Is it an embarrassment of riches to be presented with such wonderful opportunities in the wake of a global financial crisis? Sure, but this job seeker also had a difficult task on her hands. She had to turn down two of these three giants and do so in a way that protected her relationships and reputation at each.
In an era where very few can afford to burn any bridges, she handled the matter gracefully and honestly.
“In one case, she referred someone else for the position,” said Thanasoulis-Cerrachio. “In both cases, she explained why it was critical for her to accept the offer she did. Respect was felt all the way around.”
Respect is the ultimate goal when declining a job offer, said Ginny Clarke, author of “Career Mapping: Charting Your Course in the New World of Work.”
“No one is taking this stuff personally,” Clarke said. “Don’t lie. If you like another job [more], be honest.”

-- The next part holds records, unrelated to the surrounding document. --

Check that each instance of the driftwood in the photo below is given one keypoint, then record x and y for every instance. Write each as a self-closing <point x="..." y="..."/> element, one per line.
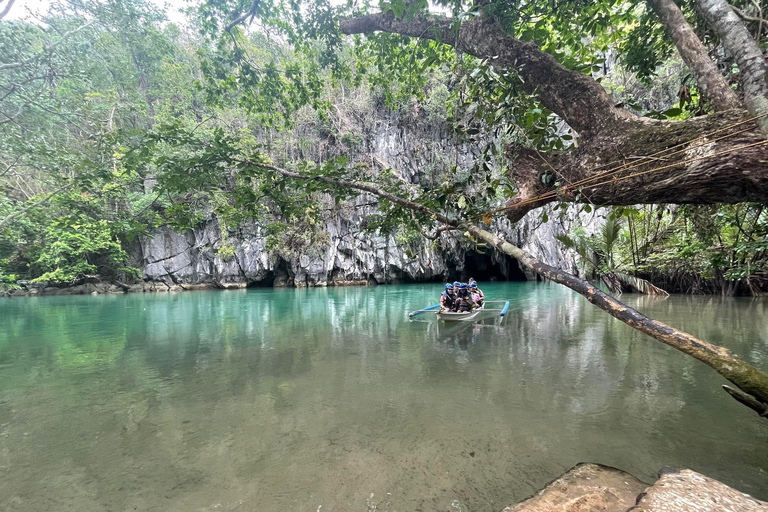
<point x="746" y="377"/>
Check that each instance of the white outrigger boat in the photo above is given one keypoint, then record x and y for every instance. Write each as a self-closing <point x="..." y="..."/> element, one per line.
<point x="465" y="316"/>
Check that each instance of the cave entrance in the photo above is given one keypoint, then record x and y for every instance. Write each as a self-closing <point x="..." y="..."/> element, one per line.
<point x="483" y="267"/>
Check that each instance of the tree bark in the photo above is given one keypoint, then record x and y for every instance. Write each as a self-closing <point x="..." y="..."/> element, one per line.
<point x="610" y="137"/>
<point x="739" y="43"/>
<point x="574" y="96"/>
<point x="746" y="377"/>
<point x="712" y="84"/>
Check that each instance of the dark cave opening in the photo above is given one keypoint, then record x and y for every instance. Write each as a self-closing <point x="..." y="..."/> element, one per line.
<point x="483" y="267"/>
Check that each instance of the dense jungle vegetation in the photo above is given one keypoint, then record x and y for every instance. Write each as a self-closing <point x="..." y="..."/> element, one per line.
<point x="115" y="120"/>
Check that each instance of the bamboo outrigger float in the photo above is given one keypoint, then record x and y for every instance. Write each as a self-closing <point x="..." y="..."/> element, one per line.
<point x="464" y="316"/>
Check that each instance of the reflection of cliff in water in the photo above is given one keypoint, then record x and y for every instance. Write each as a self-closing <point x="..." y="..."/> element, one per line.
<point x="243" y="395"/>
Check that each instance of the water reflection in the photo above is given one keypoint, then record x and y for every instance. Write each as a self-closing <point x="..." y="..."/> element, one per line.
<point x="291" y="399"/>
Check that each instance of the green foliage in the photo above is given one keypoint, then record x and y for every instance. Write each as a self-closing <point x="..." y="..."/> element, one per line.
<point x="77" y="247"/>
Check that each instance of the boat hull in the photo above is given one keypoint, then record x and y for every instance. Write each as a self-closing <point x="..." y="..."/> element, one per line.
<point x="450" y="316"/>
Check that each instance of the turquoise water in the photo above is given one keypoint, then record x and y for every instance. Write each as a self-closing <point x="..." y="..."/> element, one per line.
<point x="331" y="399"/>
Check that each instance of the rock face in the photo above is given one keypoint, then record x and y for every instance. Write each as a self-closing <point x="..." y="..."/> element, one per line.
<point x="418" y="152"/>
<point x="594" y="487"/>
<point x="586" y="487"/>
<point x="351" y="256"/>
<point x="689" y="491"/>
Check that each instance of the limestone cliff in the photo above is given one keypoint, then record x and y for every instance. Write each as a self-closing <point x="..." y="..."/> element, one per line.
<point x="418" y="149"/>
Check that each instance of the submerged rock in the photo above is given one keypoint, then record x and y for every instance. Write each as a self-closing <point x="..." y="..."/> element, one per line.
<point x="586" y="487"/>
<point x="594" y="487"/>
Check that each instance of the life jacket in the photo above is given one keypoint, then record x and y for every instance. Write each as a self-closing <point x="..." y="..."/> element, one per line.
<point x="465" y="304"/>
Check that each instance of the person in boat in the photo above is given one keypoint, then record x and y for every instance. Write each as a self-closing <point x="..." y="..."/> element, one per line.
<point x="447" y="298"/>
<point x="463" y="302"/>
<point x="477" y="294"/>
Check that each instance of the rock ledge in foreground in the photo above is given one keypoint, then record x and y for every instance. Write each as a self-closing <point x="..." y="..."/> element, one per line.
<point x="586" y="487"/>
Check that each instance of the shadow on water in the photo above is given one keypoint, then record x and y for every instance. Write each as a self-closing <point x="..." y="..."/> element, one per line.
<point x="285" y="399"/>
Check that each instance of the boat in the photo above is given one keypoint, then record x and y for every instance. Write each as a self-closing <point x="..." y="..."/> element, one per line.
<point x="459" y="316"/>
<point x="477" y="314"/>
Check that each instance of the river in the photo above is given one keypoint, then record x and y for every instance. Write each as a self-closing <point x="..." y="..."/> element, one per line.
<point x="332" y="400"/>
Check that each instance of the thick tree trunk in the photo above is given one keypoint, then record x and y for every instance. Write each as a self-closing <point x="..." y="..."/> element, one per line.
<point x="745" y="376"/>
<point x="731" y="170"/>
<point x="712" y="84"/>
<point x="689" y="169"/>
<point x="739" y="43"/>
<point x="574" y="96"/>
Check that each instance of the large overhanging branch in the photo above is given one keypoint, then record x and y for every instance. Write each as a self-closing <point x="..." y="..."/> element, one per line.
<point x="719" y="158"/>
<point x="746" y="377"/>
<point x="713" y="85"/>
<point x="574" y="96"/>
<point x="745" y="50"/>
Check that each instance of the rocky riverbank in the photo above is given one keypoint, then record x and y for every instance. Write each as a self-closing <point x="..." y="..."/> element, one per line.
<point x="594" y="487"/>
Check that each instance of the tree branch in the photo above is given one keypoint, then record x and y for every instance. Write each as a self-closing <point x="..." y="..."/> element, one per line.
<point x="745" y="376"/>
<point x="714" y="87"/>
<point x="250" y="13"/>
<point x="33" y="205"/>
<point x="47" y="49"/>
<point x="574" y="96"/>
<point x="7" y="9"/>
<point x="739" y="43"/>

She suggests contacting the hiring manager quickly and by phone — never in an e-mail — and offer specific reasons why another opportunity is a better fit for you, whether it’s the hours, location or industry trends. In the event that you’re taking another offer because it’s a higher salary, it should be at least $10,000 more per year if you’re going to use money as your official explanation. If it’s within that margin, Clarke suggests emphasizing a secondary reason during the call, such as stability or a clearer promotional path.
Declining a job offer by phone this way is more professional and respectful, and provides an opportunity for an open exchange where you could give helpful feedback to the hiring manager. Then, you could follow up with him by sending your contact information at your new job.
“There’s nothing wrong with saying, ‘Here’s where I ended up,’ ” she said.
Many job seekers feel squeamish about declining an offer after selling themselves during the interview process, but that’s not a legitimate concern in a professional setting, Clarke said. “It doesn’t mean that you’re disloyal. It’s not about loyalty but it is about integrity.”
The ‘Reputation Issue’
As a recruiter, Clarke once had a candidate who was offered a job and then had a family emergency that meant he wouldn’t be able to move there. The man was in a tough spot, but he chose to put family first and quickly explained his sensitive situation to the manager who offered him the job.
“She respected that about his character — that he made that decision,” Clarke said.
The man stayed in touch with the company and when his family matter stabilized months later, he reapplied to the company and got the job.
Not all job seekers are so graceful. Another one of Clarke’s candidates applied for a job without ever planning on accepting it. He was just “playing” her client in order to leverage a promotion with his current employer.
“It damaged his reputation,” she said. “There’s a reputation issue you’re trying to maintain.”